No es, pues, a dedicarnos a las ciencias o las artes, ni a la enseñanza, a lo que hemos venido al monasterio, si bien el gran Patriarca quiere «que en todo tiempo sirvamos a Dios mediante los bienes en nosotros por Él depositados»[2]; desea que sea el monasterio «sabiamente dirigido por hombres prudentes»[3]. Si bien esta recomendación atañe, sin duda alguna, primeramente a la organización material, pero no impide que también se extienda a la vida moral e intelectual que debe reinar en la casa de Dios. San Benito no quiere que enterremos los talentos recibidos de Dios; es más, permite y manda que se ejerzan diversas artes; y una tradición gloriosamente milenaria, a que no podemos sustraernos, ha establecido entre los monjes la legitimidad de los estudios y trabajos apostólicos. El abad, como jefe del monasterio, debe fomentar las diversas actividades monásticas: ocupándose en desarrollar para el bien común, para el servicio de la Iglesia, para la salvación de las almas y para la gloria de Dios, las múltiples aptitudes que eche de ver en cada monje.

Con todo, el fin no está en eso. Todas estas actividades no son más que medios encaminados a un fin, que es algo más elevado: es Dios, buscado por sí mismo, como suprema bienaventuranza.

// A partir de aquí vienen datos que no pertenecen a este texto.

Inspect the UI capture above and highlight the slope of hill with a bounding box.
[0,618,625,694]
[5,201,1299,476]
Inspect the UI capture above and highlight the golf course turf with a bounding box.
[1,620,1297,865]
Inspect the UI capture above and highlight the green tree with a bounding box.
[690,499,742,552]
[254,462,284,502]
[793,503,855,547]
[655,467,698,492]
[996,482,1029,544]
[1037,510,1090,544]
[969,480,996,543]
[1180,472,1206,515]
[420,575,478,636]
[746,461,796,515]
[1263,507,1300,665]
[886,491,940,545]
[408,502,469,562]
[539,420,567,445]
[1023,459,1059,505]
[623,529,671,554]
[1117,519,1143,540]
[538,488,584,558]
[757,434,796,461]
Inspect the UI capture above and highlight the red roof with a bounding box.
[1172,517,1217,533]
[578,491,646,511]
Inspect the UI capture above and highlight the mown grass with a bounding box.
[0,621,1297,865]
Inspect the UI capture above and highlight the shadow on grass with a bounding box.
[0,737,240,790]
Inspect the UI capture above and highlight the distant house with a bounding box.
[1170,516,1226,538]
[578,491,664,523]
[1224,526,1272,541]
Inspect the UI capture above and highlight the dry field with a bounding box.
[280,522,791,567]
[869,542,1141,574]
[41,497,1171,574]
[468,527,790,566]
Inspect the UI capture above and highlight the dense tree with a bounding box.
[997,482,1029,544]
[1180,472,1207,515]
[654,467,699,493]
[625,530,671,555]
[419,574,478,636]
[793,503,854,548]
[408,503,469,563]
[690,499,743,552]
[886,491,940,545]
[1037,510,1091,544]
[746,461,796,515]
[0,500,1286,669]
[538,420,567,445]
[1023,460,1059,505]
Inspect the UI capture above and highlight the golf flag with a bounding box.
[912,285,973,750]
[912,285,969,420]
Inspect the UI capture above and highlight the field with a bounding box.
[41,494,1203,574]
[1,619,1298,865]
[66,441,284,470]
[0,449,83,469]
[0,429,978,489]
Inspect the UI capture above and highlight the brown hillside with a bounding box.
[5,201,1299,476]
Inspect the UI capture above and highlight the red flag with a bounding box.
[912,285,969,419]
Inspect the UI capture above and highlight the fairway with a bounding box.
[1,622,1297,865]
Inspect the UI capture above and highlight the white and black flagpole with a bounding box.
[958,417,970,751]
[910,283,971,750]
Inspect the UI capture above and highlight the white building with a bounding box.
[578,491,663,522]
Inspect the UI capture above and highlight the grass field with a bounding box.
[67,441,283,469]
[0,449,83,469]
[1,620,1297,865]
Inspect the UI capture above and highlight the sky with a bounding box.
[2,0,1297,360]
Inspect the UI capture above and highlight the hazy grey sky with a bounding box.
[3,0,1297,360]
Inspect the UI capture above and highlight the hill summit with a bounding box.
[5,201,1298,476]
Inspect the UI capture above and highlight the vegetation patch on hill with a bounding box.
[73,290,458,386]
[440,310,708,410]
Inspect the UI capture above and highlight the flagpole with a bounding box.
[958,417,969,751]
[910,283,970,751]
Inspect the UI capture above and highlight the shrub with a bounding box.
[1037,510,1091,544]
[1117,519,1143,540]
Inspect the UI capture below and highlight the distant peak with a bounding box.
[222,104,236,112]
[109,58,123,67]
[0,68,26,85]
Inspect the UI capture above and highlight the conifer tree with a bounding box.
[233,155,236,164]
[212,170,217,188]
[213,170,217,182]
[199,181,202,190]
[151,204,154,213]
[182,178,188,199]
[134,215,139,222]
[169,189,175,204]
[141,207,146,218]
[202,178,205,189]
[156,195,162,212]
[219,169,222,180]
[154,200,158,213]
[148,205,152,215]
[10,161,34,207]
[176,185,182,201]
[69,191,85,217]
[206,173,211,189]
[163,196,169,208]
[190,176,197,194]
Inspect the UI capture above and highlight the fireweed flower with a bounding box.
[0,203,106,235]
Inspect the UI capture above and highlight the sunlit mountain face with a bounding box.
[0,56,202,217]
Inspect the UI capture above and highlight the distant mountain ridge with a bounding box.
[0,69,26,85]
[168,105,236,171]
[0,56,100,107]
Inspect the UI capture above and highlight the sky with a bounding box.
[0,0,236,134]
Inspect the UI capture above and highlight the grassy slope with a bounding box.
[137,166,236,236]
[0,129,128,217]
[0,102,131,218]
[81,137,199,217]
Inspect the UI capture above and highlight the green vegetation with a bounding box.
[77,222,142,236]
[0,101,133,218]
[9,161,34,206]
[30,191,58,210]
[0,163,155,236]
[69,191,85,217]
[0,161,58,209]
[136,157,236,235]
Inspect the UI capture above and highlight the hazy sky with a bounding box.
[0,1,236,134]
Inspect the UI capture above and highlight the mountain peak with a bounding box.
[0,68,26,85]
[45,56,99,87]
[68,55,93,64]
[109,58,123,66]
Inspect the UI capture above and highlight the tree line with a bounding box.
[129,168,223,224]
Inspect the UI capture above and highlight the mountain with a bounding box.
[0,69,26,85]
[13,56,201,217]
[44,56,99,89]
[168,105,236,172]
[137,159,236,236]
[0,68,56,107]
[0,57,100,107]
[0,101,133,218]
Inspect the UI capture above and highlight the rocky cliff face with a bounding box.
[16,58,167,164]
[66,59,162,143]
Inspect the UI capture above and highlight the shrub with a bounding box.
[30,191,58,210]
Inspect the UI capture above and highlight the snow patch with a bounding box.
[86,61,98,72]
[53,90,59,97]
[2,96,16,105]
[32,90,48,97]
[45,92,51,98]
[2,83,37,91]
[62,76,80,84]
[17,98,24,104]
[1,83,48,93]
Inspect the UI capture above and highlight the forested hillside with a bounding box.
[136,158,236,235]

El mismo culto divino, como diremos más adelante, no constituye ni puede ser el objeto directo de la institución monástica organizada por la Regla. San Benito quiere que busquemos a Dios por su propia gloria, porque le amemos sobre todas las cosas; quiere que tratemos de unirnos a Él por la caridad: este es nuestro único fin y nuestra única perfección. El culto divino deriva de la virtud de la religión, la más sublime sin duda de las virtudes morales, e íntimamente relacionada con la justicia, la cual no es teologal. En cambio: la fe, la esperanza y la caridad, las tres teologales infusas, son las virtudes características de nuestra condición de hijos de Dios: estas virtudes son las que aquí en la tierra constituyen la vida sobrenatural, las que miran a Dios directamente como autor de la misma. La fe es como la raíz; la esperanza, el tallo, y la floración y el fruto de esta vida es la caridad.

Ahora bien: esta caridad, por la cual estamos y permanecemos verdaderamente unidos a Dios, es el fin señalado por san Benito, y aun es la misma esencia de la perfección: «Si de veras busca a Dios».

En este fin estriba la verdadera grandeza del estado monástico, y Él es el que forma su razón de ser, pues, en sentir el pseudo Dionisio Areopagita, se nos llama «monjes», µóvas, «solo, único», por esta vida de unidad indivisible, por la cual sustraemos nuestro espíritu a la distracción de las cosas múltiples, y nos lanzamos hacia la unidad de Dios y la perfección del amor santo[4].

 

(Fragmento del maravilloso libro “Jesucristo ideal del monje”)

[1] Santo Tomás, II, Sentent. Dist., XXXVII, q. I, a. 2.

[2] Prólogo de la Regla.

[3] Regla, cap. 53.

[4] Cfr, De Hierarchia ecclesiastica, del pseudo Dionisio.